Rev. Dr. Greg Gray, pastor of the Enfield Congregational, United Church of Christ, has started a fund to help local residents fighting addiction.

The fund began seeking donations on Nov. 1, and will help those with drug addictions pay for treatment.

Gray said he set up the fund for Enfield residents, because he knows firsthand what being in recovery is like.

“This is for anyone, who is an Enfield resident, who is seeking recovery,” Gray said. “We will write a check to the facility they are going to.”

The process is simple. A person can find an application on the church’s website, http://www.enfielducc.org/recovery/, fill it out, including the facility from which they are receiving treatment, and receive up to $500 to help defray their expenses.

“If someone is going to a rehab facility, we’ll write a check to a the rehab facility,” Gray said. “If they need help with a first month’s rent at a halfway house, we’ll write a check to that facility as well.”

Gray said the desire to create this fund comes from a personal connection, as well as a sense of wanting to help the community during the pandemic, when resources for addiction are getting more slender.

“I’m in recovery myself. I’ve got 15 years clean. This is something near and dear to my heart,” he said. “Especially during this global pandemic, many 12-step meetings have closed, or have gone to Zoom or those kinds of things. People who were not already plugged into the system have been left behind. They’ve been isolated. The number of relapses and funerals during the pandemic has been crazy. I had seen the need in the community and pitched it to the powers that be, here at the church.”

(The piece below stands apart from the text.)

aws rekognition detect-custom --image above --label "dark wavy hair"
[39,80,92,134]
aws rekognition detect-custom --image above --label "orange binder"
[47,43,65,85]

Gray said he keeps, in his office, a stack of recovery literature, for people who don’t know where to go to seek resources, as well as “a couple of boxes of Narcan.”

“I feel it’s highly important for us, in this day and age,” he said. “Whenever we say we’re here to serve the community, it’s in those capacities - making sure people stay alive is kind of at the top of that list.”

Funding for this program has come from the church, as well as private donations. Gray said that, as of Nov. 23, there has been just one request, but he expects more. He also hopes that publicizing this fund will help raise some awareness and help mitigate some of the stigma that comes with addiction.

“I talk openly about it all the time. I think it’s a big part of who I am, and what my ministry is,” Gray said. “For moms and dads and grandma and grandpa, there’s still a stigma about, ‘I’m not going to talk about the problems that little Johnny is having.’ So, getting this information spread out into the community can be hard.”

Postcards about the fund are also being distributed to local package stores and other places where people can be reached.

People wishing to contribute financially to this ongoing effort may send checks to United Church of Christ, Enfield Congregational at P.O. Box 3171, Enfield, CT 06083, designated for the Recovery Fund.